Cashin On The Constitution And Obamacare

Tyler Durden's picture

UBS' Art Cashin had originally intended to explore the scholarly give and take of both the opinion and of the dissent. Both have marvelous allusions to things like the Federalist papers and “original intent”. As he notes "a full reading is like a visit to the mind gym, a mental workout of the first order."

Art Cashin, UBS:

We were also hoping to revisit the original Marbury vs. Madison decision, which we write about every February 24th on its anniversary. (Justice Marshall did not recuse himself even though it was his failure as acting Secretary of State that set up the case.)

We had intended to write on the nuances of conflict around the rulings. The fact that the dissent was unsigned (a sign of disrespect for the opinion?). The fact that Thomas put in an additional separate dissent. The fact that Ginsberg refers to the multiple dissent as “the opinion” (was Roberts aboard when she wrote it?).

I was also going to explore the theory of many that Roberts was playing chess while the others were playing checkers. That, in the fashion of Marbury vs. Madison, he gave the President a favorable ruling, replete with handcuffs and a straight jacket.

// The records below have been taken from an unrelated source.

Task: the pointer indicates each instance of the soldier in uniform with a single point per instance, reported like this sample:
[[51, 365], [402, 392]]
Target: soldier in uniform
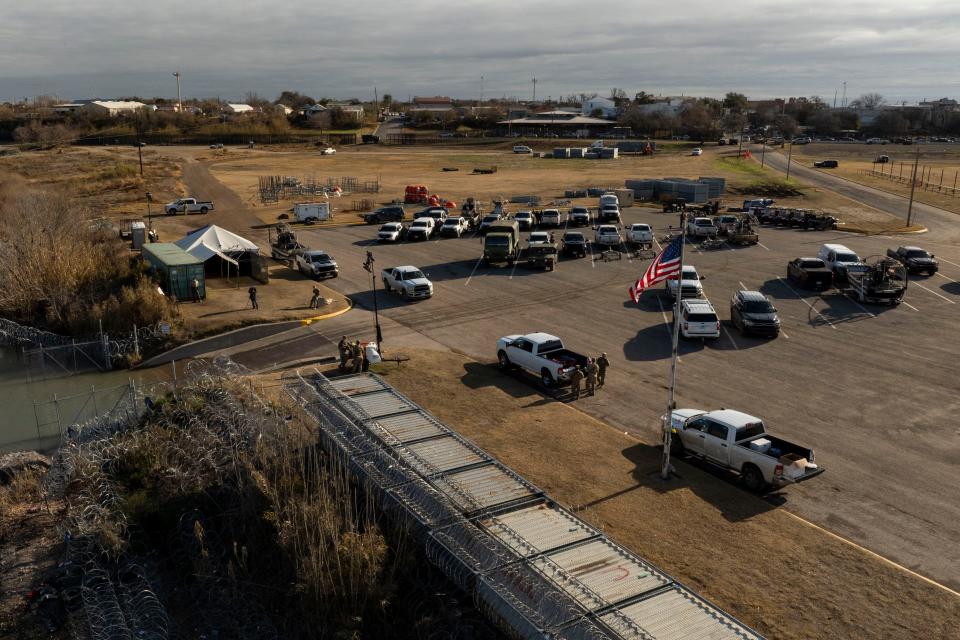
[[591, 371], [575, 379]]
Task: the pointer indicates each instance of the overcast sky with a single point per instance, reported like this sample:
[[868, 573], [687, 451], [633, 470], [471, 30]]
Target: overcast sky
[[905, 50]]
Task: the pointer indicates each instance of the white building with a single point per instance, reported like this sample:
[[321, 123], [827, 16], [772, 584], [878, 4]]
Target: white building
[[112, 107], [355, 110], [606, 106], [236, 109]]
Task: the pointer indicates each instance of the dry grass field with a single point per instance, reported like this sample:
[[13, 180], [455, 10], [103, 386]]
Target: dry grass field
[[772, 570], [937, 160], [516, 175]]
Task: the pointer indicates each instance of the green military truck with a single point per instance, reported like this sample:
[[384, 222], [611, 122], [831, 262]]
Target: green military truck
[[501, 245]]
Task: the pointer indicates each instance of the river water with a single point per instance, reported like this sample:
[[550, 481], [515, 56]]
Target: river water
[[31, 419]]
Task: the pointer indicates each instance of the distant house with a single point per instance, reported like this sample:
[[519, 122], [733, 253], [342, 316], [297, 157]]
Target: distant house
[[355, 110], [436, 104], [69, 107], [112, 107], [606, 106], [312, 110], [236, 109]]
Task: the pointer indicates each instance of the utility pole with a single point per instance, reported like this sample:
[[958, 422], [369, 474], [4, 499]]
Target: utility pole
[[913, 186], [179, 103], [671, 402], [789, 157], [368, 266]]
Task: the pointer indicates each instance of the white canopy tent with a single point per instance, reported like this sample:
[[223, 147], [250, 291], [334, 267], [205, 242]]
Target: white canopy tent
[[209, 241], [225, 247]]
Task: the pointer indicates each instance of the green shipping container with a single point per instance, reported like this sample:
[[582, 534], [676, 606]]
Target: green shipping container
[[176, 268]]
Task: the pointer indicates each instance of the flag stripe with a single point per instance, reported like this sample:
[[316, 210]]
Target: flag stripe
[[666, 264]]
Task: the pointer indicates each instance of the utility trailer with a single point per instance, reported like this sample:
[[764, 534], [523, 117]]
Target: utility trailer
[[879, 281]]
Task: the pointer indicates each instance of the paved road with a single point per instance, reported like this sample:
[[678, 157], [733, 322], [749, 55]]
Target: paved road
[[945, 224], [872, 390]]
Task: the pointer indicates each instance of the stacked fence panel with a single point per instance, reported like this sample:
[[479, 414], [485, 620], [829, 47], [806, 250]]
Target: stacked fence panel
[[533, 567]]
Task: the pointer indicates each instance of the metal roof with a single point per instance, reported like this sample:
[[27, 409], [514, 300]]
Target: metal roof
[[677, 614], [605, 568], [382, 403], [536, 529], [168, 254], [483, 487], [407, 427]]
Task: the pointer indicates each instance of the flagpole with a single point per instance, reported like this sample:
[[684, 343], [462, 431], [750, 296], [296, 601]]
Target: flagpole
[[668, 417]]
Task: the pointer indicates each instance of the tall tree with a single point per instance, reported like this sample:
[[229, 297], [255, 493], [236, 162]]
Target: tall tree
[[735, 101]]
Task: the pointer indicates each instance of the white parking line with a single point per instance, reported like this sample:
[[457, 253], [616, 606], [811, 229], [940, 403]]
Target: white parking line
[[479, 260], [830, 324], [729, 337], [865, 310], [933, 292]]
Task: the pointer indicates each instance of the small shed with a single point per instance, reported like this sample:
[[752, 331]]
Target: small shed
[[176, 268]]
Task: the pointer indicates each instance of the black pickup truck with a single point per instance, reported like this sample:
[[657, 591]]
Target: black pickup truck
[[810, 273], [915, 259]]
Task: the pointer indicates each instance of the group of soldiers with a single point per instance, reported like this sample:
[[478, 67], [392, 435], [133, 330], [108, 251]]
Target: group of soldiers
[[594, 372], [353, 353]]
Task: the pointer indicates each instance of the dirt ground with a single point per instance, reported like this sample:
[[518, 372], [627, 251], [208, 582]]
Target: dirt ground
[[30, 548], [516, 175], [938, 162], [286, 297], [777, 573]]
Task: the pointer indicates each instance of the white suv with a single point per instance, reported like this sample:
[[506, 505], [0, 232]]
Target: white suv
[[698, 319]]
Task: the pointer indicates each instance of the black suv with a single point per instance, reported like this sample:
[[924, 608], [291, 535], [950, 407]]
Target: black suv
[[751, 312], [385, 214]]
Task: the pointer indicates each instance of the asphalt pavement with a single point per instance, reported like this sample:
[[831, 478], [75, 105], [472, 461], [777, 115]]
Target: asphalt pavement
[[872, 390], [945, 224]]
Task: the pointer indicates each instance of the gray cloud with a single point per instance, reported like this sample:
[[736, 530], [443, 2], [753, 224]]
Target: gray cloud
[[906, 51]]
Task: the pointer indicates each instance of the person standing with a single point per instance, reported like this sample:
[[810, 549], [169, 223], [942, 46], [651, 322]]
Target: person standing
[[195, 289], [357, 357], [591, 373], [575, 379], [602, 364], [345, 351]]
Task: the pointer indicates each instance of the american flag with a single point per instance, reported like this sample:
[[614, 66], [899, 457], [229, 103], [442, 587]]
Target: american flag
[[663, 266]]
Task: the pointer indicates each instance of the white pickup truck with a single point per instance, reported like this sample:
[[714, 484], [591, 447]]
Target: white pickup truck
[[409, 281], [187, 205], [690, 286], [701, 228], [640, 234], [541, 354], [740, 442]]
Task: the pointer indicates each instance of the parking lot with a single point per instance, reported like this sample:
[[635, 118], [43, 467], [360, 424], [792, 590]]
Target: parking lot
[[872, 390]]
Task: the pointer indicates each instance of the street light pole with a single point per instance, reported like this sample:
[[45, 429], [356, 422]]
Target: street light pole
[[913, 185], [179, 103], [789, 157], [368, 266]]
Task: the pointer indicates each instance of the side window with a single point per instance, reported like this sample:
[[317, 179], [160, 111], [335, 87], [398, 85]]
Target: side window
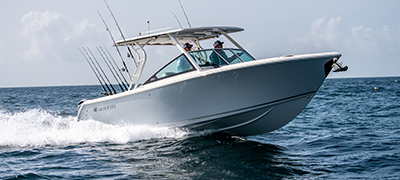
[[243, 54], [179, 65]]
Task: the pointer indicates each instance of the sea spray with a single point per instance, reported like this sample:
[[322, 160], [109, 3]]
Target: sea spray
[[40, 128]]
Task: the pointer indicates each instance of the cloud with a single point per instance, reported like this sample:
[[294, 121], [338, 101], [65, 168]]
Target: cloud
[[51, 36], [334, 35]]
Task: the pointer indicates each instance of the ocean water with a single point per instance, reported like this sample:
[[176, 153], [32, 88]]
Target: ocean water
[[350, 130]]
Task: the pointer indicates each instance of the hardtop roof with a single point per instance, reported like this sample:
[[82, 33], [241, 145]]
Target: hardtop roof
[[182, 35]]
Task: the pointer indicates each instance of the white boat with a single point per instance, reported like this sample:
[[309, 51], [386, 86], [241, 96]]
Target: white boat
[[241, 95]]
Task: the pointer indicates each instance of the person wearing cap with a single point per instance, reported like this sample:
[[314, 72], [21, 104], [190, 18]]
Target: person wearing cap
[[187, 47], [215, 58], [183, 63]]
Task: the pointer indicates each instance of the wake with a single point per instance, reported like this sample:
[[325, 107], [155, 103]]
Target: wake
[[41, 128]]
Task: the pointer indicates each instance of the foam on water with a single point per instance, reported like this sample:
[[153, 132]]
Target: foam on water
[[39, 128]]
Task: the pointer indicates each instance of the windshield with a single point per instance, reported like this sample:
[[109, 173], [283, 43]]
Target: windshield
[[205, 58], [220, 57]]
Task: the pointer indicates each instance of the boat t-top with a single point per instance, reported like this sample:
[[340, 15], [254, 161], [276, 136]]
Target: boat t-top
[[217, 89]]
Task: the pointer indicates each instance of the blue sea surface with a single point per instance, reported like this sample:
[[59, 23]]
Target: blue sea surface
[[350, 130]]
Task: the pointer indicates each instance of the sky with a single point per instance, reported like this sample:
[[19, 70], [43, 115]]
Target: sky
[[40, 40]]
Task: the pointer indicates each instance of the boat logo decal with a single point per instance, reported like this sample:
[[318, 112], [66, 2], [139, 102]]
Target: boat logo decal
[[102, 108]]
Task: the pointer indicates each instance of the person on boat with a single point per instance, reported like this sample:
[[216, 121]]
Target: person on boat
[[183, 63], [215, 58]]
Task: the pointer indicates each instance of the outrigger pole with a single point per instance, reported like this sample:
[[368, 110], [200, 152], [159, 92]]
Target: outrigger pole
[[108, 88], [102, 86], [115, 92], [119, 52], [123, 37], [116, 72], [112, 72]]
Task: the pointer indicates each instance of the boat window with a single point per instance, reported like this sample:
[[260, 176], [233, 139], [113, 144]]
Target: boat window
[[220, 56], [243, 55], [177, 66]]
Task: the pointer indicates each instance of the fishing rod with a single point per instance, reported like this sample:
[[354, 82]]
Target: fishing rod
[[184, 13], [102, 70], [102, 86], [112, 38], [112, 72], [114, 67], [108, 88], [123, 37]]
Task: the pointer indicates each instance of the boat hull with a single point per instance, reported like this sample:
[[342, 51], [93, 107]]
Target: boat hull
[[246, 98]]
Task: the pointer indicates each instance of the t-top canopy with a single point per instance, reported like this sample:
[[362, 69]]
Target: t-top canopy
[[182, 35]]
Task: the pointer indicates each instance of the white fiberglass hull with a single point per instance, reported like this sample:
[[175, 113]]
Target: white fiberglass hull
[[246, 98]]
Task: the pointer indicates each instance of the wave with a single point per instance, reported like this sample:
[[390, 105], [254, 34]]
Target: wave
[[38, 127]]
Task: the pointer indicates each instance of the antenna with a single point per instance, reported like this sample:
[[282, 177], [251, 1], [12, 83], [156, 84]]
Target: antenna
[[183, 9], [116, 23], [177, 20]]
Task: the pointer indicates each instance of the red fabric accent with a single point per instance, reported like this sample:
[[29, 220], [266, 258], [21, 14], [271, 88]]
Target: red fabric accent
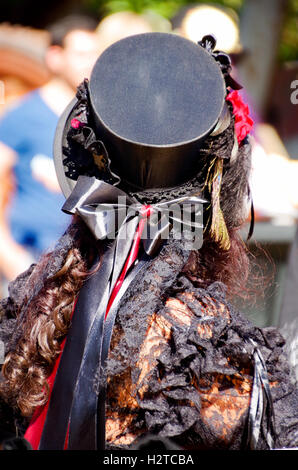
[[35, 428], [34, 431], [243, 122], [145, 212]]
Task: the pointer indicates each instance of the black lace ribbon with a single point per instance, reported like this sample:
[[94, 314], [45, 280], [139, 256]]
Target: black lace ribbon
[[76, 412]]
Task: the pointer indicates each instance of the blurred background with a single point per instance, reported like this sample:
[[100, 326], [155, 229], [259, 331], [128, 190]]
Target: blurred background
[[260, 36]]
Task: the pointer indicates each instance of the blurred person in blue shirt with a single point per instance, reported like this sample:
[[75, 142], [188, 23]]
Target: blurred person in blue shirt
[[33, 220]]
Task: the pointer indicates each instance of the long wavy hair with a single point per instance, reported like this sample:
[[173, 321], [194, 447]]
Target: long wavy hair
[[30, 361]]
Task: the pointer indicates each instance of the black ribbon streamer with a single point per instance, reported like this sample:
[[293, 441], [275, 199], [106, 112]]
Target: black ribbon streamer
[[75, 407]]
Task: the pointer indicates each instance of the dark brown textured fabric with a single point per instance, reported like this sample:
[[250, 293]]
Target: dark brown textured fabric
[[180, 365]]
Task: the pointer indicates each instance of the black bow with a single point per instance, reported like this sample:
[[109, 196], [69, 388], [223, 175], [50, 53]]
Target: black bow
[[76, 408]]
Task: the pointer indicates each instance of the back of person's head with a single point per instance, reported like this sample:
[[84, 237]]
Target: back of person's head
[[59, 29]]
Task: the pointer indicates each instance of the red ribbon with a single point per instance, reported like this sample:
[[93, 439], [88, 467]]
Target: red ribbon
[[34, 431]]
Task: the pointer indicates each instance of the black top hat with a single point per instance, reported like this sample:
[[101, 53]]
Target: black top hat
[[151, 101]]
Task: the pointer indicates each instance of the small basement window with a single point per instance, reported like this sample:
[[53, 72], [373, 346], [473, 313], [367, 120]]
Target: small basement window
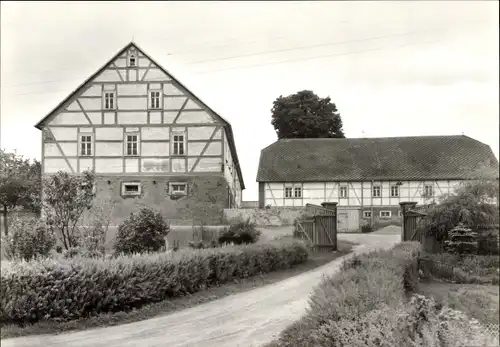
[[178, 188], [131, 189], [385, 214]]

The more I read the dissent, however, the more I saw the minority’s very evident concern that the Constitutions was being weakened. Here is the rather blistering conclusion of the dissent:

The Court today decides to save a statute Congress did not write. It rules that what the statute declares to be a requirement with a penalty is instead an option subject to a tax. And it changes the intentionally coercive sanction of a total cut-off of Medicaid funds to a supposedly noncoercive cut-off of only the incremental funds that the Act makes available. The Court regards its strained statutory interpretation as judicial modesty. It is not. It amounts instead to a vast judicial overreaching. It creates a debilitated, inoperable version of health-care regulation that Congress did not enact and the public does not expect. It makes enactment of sensible health-care regulation more difficult, since Congress cannot start afresh but must take as its point of departure a jumble of now senseless provisions, provisions that certain interests favored under the Court’s new design will struggle to retain. And it leaves the public and the States to expend vast sums of money on requirements that may or may not survive the necessary congressional revision.

 

The Court’s disposition, invented and atextual as it is, does not even have the merit of avoiding constitutional difficulties. It creates them. The holding that the Individual Mandate is a tax raises a difficult constitutional question (what is a direct tax?) that the Court resolves with inadequate deliberation. And the judgment on the Medicaid Expansion issue ushers in new federalism concerns and places an unaccustomed strain upon the Union.

 

Those States that decline the Medicaid Expansion must subsidize, by the federal tax dollars taken from their citizens, vast grants to the States that accept the Medicaid Expansion. If that destabilizing political dynamic, so antagonistic to a harmonious Union, is to be introduced at all, it should be by Congress, not by the Judiciary. The values that should have determined our course to- day are caution, minimalism, and the understanding that the Federal Government is one of limited powers. But the Court’s ruling undermines those values at every turn.

 

In the name of restraint, it overreaches. In the name of constitutional avoidance, it creates new constitutional questions. In the name of cooperative federalism, it undermines state sovereignty.

 

The Constitution, though it dates from the founding of the Republic, has powerful meaning and vital relevance to our own times. The constitutional protections that this case involves are protections of structure. Structural protections—notably, the restraints imposed by federalism and separation of powers—are less romantic and have less obvious a connection to personal freedom than the provisions of the Bill of Rights or the Civil War Amendments. Hence they tend to be undervalued or even forgotten by our citizens. It should be the responsibility of the Court to teach otherwise, to remind our people that the Framers considered structural protections of freedom the most important ones, for which reason they alone were embodied in the original Constitution and not left to later amendment. The fragmentation of power produced by the structure of our Government is central to liberty, and when we destroy it, we place liberty at peril. Today’s decision should have vindicated, should have taught, this truth; instead, our judgment today has disregarded it.

Wow! I encourage one and all to read both the Opinion and the Dissent. It is important to all of us. It will make my July 4th a very thoughtful one.